Angela war sonst wirklich immer sehr pünktlich, und das war eines der vielen Dinge, die Deanna an ihr schätzte.
Während sie ein Stockwerk nach unten ging, wurde das Klicken ihrer Absätze auf den Treppenstufen mit einem hohlen Echo von den Wänden zurückgeworfen. Als sie ihren Ausweis in den nächsten Sicherheitsschlitz gleiten ließ, fragte sie sich kurz, wen Angela wohl geschmiert, bedroht oder verführt haben mochte, um Einlaß in dieses Studio zu bekommen.
Vor gar nicht so vielen Jahren war Deanna genau diesen Weg noch mit weit aufgerissenen Augen und voller Enthusiasmus entlanggeeilt, wenn Angela sie mit einem fordernden Fingerschnippen gebeten hatte, irgendwelche Aufträge für
sie auszuführen. Wie ein kleines Hündchen hatte sie jedem Zeichen der Anerkennung entgegengefiebert. Doch wie jeder kluge kleine Hund hatte auch sie dazugelernt.

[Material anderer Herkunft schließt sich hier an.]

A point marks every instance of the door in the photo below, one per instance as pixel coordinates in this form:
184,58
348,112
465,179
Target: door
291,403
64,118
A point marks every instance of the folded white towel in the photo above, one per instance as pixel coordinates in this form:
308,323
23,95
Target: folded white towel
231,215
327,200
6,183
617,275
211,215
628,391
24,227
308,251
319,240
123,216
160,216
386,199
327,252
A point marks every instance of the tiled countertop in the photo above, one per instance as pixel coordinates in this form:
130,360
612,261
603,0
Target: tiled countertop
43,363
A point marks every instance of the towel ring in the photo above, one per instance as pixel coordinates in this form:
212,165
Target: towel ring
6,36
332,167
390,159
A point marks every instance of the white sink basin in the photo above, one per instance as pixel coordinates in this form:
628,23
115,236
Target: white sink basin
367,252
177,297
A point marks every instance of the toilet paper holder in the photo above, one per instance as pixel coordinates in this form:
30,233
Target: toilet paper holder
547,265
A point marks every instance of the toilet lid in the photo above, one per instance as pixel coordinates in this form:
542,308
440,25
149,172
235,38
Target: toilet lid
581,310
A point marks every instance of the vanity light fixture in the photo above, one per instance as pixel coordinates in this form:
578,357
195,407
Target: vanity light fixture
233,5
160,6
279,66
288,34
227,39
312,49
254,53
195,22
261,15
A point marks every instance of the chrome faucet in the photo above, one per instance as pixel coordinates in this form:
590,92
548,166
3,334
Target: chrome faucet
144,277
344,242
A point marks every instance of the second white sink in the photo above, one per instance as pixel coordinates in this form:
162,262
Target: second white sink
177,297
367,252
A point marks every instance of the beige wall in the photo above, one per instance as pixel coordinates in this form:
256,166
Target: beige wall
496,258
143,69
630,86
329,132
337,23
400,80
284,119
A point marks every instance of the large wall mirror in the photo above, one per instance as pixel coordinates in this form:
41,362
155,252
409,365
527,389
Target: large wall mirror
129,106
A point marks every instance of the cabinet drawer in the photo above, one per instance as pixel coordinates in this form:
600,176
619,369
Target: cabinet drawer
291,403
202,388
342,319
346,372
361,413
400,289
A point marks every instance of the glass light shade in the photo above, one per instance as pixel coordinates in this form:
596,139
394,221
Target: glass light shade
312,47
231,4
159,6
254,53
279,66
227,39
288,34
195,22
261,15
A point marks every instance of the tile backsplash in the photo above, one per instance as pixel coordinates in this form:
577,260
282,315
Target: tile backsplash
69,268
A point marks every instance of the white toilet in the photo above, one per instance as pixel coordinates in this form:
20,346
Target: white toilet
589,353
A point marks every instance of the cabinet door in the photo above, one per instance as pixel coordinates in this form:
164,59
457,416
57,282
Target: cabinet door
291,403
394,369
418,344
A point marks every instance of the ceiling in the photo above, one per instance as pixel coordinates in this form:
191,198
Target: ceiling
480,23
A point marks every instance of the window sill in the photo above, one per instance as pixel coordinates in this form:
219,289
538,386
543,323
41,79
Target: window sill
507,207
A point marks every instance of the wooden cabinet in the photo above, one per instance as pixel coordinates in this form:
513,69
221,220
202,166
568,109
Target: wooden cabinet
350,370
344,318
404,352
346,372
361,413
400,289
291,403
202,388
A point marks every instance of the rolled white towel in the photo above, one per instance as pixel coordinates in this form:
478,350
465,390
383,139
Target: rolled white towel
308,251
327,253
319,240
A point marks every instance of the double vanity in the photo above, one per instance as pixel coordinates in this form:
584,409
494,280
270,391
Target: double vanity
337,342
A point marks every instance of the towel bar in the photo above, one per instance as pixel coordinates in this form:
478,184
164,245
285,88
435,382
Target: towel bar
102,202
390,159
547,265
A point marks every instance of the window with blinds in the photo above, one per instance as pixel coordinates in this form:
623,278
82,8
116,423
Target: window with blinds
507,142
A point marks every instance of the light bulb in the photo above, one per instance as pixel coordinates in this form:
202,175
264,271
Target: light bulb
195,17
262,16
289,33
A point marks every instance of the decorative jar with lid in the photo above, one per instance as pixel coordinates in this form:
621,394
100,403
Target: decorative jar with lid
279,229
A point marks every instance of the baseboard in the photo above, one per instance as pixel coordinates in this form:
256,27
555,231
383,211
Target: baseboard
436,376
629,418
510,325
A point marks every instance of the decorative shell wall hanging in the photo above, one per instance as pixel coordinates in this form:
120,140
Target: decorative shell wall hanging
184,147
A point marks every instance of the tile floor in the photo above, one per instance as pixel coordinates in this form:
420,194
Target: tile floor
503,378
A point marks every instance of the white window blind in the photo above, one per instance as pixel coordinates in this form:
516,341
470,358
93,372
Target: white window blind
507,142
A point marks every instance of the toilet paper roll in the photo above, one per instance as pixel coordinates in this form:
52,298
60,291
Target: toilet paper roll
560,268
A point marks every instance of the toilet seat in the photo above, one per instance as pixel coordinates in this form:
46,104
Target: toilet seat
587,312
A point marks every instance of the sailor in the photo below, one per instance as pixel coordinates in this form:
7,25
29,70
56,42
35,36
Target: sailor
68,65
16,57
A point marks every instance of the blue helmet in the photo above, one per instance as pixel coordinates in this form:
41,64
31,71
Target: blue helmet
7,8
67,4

Als es dann zum Verrat und ihrer abrupten und schmerzhaften Desillusionierung gekommen war, hätte sie – um bei dem Vergleich mit dem kleinen Hund zu bleiben – herumwinseln können. Statt dessen hatte sie ihre Wunden geleckt und sich alles nutzbar gemacht, was sie gelernt hatte – bis die Schülerin zur Meisterin geworden war.
Eigentlich hätte sie die Entdeckung, wie schnell alte Ressentiments und seit langem verflogener Groll wieder aufflammen können, nicht weiter überraschen sollen. Dieses Mal würde sie Angela in ihrem eigenen Revier gegenüberstehen, dachte Deanna, und das Treffen würde nach ihren Regeln ablaufen. Das naive Mädchen aus Kansas brannte inzwischen darauf, ihrer Kontrahentin zu beweisen, daß ihre Ambitionen Wirklichkeit geworden waren.
Und hatte Deanna das erst einmal getan, würde es ja vielleicht die Atmosphäre zwischen ihnen bereinigen, so daß sie sich beide auf der gleichen Ebene begegnen konnten.